Lustiges & Sonstiges

Inhalt:

Was der Dirigent sagt....

Was das Orchester darf...

 

Orchester-Probe: der Dirigent...
..mal aufgemerkt, was Bläst und Streicht,
ich bitte um's Gehör vielleicht,
weil mich so mancher noch nicht kennt,
stell ich mich vor, als Dirigent.

Ich steh' hier vorne, ganz zentral
und wenn ich sag' "nu woll'n wir mal..."
dann mein' ich, dass wir uns jetzt sputen,
sowohl mit Streichen als auch Tuten.

Und wenn Sie wickeln von ihr'n Broten,
das Brotpapier, das mit den Noten,
dann könn'n wir auch und das bequem,
der Probe nun entgegen sehn.

Zuvörderst kommen jetzt sehr geile,
Andante-ma-non-troppo-Teile,
die dann in ein Adagio münden,
was Sie in ihren Noten finden.

Drauf folgt ein Presto mit viel Blech
und auch Getöse vornewech
und auf der Noten letzter Seite,
kommt das, was Freude stets bereite:

Das ist der Schluß, man nennt's Finale
da hör'n wir auf, mit einem Male!
Es wäre schön, wenn dies gelänge,
sonst gibt's am Ende so'n Gedränge.

Falls Sie in Ihren Notenbänden,
jedoch noch weit're Noten fänden,
dann wäre es vielleicht vonnöten
wenn zwischendurch Sie blättern täten.

Denn dieses wäre dann das Zeichen,
dass Sie erst späterhin erreichen,
das Ende von der Symphonie,
wir warten dann beim Bier auf Sie.

 

Die 10 Gebote eines Blasmusikers

1. Du sollst aus der Kapelle herauszuhören sein! Dein Instrument klingt am Besten. Wenn alle leise spielen, dann spiele Du volles Rohr.

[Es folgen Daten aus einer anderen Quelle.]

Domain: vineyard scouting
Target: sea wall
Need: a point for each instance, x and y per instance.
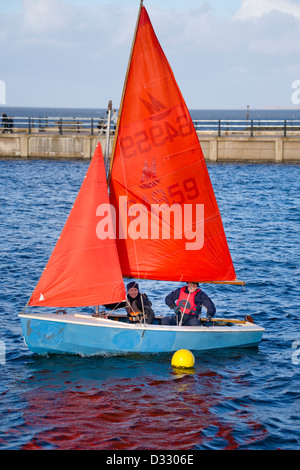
(228, 148)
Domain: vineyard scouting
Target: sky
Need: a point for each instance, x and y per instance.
(225, 54)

2. Du sollst beim Spielen ein finsteres und grimmiges Gesicht machen, etwa so wie Al Bundy, wenn er seine Frau gesehen hat.

3. Du sollst bei den Musikproben fehlen. Sie sind nur für Minderbegabte, Du kannst das auch so. - Wenn Du trotzdem kommst, dann komme wenigstens zu spät! Man erkennt daran Deine Genialität. Außerdem ist das vornehm und hebt Dich aus dem gewöhnlichen Musikerpöbel heraus.

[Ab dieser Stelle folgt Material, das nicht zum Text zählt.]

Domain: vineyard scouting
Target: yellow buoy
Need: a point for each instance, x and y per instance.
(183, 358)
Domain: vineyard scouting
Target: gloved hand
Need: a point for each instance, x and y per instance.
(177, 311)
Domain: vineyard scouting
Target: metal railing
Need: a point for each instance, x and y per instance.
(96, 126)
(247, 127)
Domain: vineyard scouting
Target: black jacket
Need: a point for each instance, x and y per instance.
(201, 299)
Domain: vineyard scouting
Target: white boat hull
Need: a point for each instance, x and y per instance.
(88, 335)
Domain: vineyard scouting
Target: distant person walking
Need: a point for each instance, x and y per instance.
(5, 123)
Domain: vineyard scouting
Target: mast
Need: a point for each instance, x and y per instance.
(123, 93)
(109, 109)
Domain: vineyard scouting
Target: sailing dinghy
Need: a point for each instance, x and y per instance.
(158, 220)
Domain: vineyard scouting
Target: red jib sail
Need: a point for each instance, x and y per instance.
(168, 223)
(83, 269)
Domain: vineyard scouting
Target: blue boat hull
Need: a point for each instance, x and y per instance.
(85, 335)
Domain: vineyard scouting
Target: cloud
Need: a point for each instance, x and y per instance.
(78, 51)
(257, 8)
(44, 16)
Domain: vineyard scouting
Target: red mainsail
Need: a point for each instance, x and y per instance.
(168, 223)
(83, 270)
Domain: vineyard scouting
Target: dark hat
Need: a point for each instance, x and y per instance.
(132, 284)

4. Du sollst den Anweisungen und den Erklärungen des Dirigenten nie folgen, denn sie gelten nur für die anderen. - Du weißt das ja längst alles besser und langweilst Dich. Es ist gut, wenn Du das durch Gebärden oder halblaute Bemerkungen zum Ausdruck bringst! Ebenfalls sollst Du den dirigierenden Dirigenten nie beachten - das verwirrt nur und ist schädlich für die Augen.

5. Du sollst nicht nach Noten spielen, denn Du hast Anspruch darauf, dass Dir Deine Stimme extra beigebracht wird - und damit basta! Jeder hat ein Recht auf freie Improvisation.

6. Du sollst Notenblätter und Bücher nach hinten klappen, sie knicken, rollen, fallen lassen und mit Bier besprengen, damit sie nicht vertrocknen und länger leben. Im übrigen geht Dich das Notenmaterial nichts an, das ist Sache des Notenausschusses!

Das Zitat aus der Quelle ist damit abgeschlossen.